Well, the U.S. Chamber of Commerce came up with a unique way to tell legislators just how American businesses feel these days. The Chamber sent each member of Congress an “instructive board game highlighting the regulatory hurdles facing American business owners every day.”

game.jpg“The purpose of this game is to highlight the dramatic increase in burdensome regulations that are preventing America’s job creators from planning for or investing in the future,” Bruce Josten, executive vice president of Government Affairs for the U.S. Chamber, said. “The path to recovery lies in bringing certainty to the regulatory environment and putting in place smart policies that allow American businesses to grow, creating the jobs we desperately.”

The game, “This Way to Jobs,” also includes an online version you can find here:

The game is pretty simple. After choosing your game piece (either owner, innovator, CEO, director, entrepreneur or founder), you then “spin” to determine how many spaces you move forward. After your piece moves along the path toward Prosperity Park, you encounter government interference in your business. This could be a proposed regulation that will cost your business money or time.

Examples of the cards you may see include:

• This year, your business of 20 employees opts to take the small business tax credit for health insurance. In 2011, you hire six additional employees for a total of 26. Your business is no longer eligible for the tax credit as the credit is now phased out. Move back 1 space.

• An environmental group sues your proposed 3,200-cow dairy farm under state National Environmental Policy Act regulation citing the cows’ methane emissions for their contribution to climate change. Go back 2 spaces.

• The National Labor Relations Board prosecutes you for violating labor laws, but the court rules in your favor, finding the union charges that led to the prosecution were false. You still owe $100,000 or more in attorneys’ fees. Lose your next turn.

The obstacles you face along the way make getting from the starting point through Health Care Hill, over Labor Lagoon, and past Energy Edge, to the finish quite challenging. Sounds just like owning a business.

After spinning 10 times, if you haven’t reached Prosperity Park, you’ll get this message:

“You have taken 10 turns and you still haven’t reached Prosperity Park. Frustrated? That’s how many American business owners and entrepreneurs feel every day.” You’re asked if you wish to keep playing or give up?”

Welcome to American business in the 21st century.

The website includes information on regulations and other issues facing American businesses. According to the Chamber, which cited the Small Business Administration’s Office of Advocacy, federal regulations are estimated to cost businesses $1.75 trillion overall, with small businesses facing 36% higher costs to comply than larger businesses.

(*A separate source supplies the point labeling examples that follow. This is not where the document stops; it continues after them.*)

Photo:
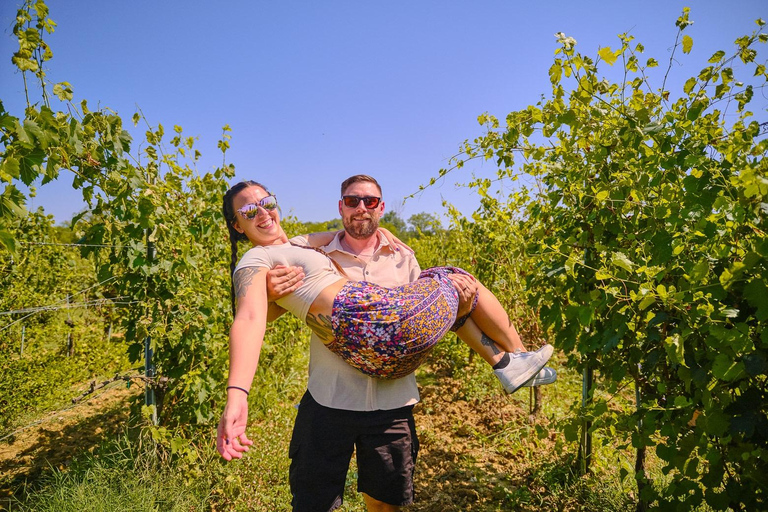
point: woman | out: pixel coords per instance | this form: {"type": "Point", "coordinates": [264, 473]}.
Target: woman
{"type": "Point", "coordinates": [405, 321]}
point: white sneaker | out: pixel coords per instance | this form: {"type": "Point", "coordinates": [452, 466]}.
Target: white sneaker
{"type": "Point", "coordinates": [545, 376]}
{"type": "Point", "coordinates": [522, 367]}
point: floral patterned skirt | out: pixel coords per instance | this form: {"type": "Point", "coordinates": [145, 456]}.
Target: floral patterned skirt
{"type": "Point", "coordinates": [388, 332]}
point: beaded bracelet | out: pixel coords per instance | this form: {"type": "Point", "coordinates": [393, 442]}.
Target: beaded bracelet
{"type": "Point", "coordinates": [237, 387]}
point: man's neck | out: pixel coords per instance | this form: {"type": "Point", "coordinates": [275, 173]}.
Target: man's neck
{"type": "Point", "coordinates": [360, 247]}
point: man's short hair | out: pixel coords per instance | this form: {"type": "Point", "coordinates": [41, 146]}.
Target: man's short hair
{"type": "Point", "coordinates": [357, 178]}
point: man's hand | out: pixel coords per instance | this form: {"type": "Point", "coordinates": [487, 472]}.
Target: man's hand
{"type": "Point", "coordinates": [467, 288]}
{"type": "Point", "coordinates": [283, 280]}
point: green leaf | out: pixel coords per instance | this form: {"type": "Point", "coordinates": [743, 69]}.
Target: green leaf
{"type": "Point", "coordinates": [608, 55]}
{"type": "Point", "coordinates": [10, 166]}
{"type": "Point", "coordinates": [725, 368]}
{"type": "Point", "coordinates": [620, 260]}
{"type": "Point", "coordinates": [647, 301]}
{"type": "Point", "coordinates": [716, 57]}
{"type": "Point", "coordinates": [687, 44]}
{"type": "Point", "coordinates": [63, 91]}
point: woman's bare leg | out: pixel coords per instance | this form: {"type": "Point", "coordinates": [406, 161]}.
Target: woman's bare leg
{"type": "Point", "coordinates": [471, 334]}
{"type": "Point", "coordinates": [492, 320]}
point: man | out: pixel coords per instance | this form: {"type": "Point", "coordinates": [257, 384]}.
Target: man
{"type": "Point", "coordinates": [344, 410]}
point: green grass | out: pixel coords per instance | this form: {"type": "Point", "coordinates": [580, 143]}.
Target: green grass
{"type": "Point", "coordinates": [480, 452]}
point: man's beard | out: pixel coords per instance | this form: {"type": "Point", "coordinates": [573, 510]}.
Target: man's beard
{"type": "Point", "coordinates": [361, 230]}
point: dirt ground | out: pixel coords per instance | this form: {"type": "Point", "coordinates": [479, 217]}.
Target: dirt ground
{"type": "Point", "coordinates": [57, 437]}
{"type": "Point", "coordinates": [474, 454]}
{"type": "Point", "coordinates": [466, 459]}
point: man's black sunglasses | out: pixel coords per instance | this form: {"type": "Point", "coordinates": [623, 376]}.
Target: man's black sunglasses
{"type": "Point", "coordinates": [370, 202]}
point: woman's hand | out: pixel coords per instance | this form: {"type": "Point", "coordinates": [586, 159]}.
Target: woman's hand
{"type": "Point", "coordinates": [282, 280]}
{"type": "Point", "coordinates": [231, 440]}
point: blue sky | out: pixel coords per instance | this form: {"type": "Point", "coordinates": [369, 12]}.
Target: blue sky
{"type": "Point", "coordinates": [316, 91]}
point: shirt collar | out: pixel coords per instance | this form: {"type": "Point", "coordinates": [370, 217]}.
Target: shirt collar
{"type": "Point", "coordinates": [335, 244]}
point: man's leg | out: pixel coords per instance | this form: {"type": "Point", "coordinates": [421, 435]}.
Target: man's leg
{"type": "Point", "coordinates": [320, 451]}
{"type": "Point", "coordinates": [386, 448]}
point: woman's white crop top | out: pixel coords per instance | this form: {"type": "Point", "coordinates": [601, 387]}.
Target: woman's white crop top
{"type": "Point", "coordinates": [319, 272]}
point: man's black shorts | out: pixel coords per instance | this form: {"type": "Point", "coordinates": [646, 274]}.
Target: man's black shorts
{"type": "Point", "coordinates": [321, 449]}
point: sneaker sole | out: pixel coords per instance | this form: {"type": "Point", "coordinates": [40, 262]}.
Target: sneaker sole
{"type": "Point", "coordinates": [546, 352]}
{"type": "Point", "coordinates": [538, 381]}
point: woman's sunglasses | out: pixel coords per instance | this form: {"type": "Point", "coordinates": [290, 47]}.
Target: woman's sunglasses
{"type": "Point", "coordinates": [370, 202]}
{"type": "Point", "coordinates": [251, 210]}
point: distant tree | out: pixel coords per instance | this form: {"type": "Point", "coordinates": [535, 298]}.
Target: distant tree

The book of regulations, the Code of Federal Regulations, covers 150,000 pages over 50 volumes, the Chamber said, with more than 40,000 new regulations being passed in the past decade. That would cover both Democratic and Republican administrations.

The good news? With a Democrat in the White House, Republican control of the House, and Democratic control of the Senate, the flow of regulations in the next two years should slow.

Maybe we can all make it to Prosperity Park yet.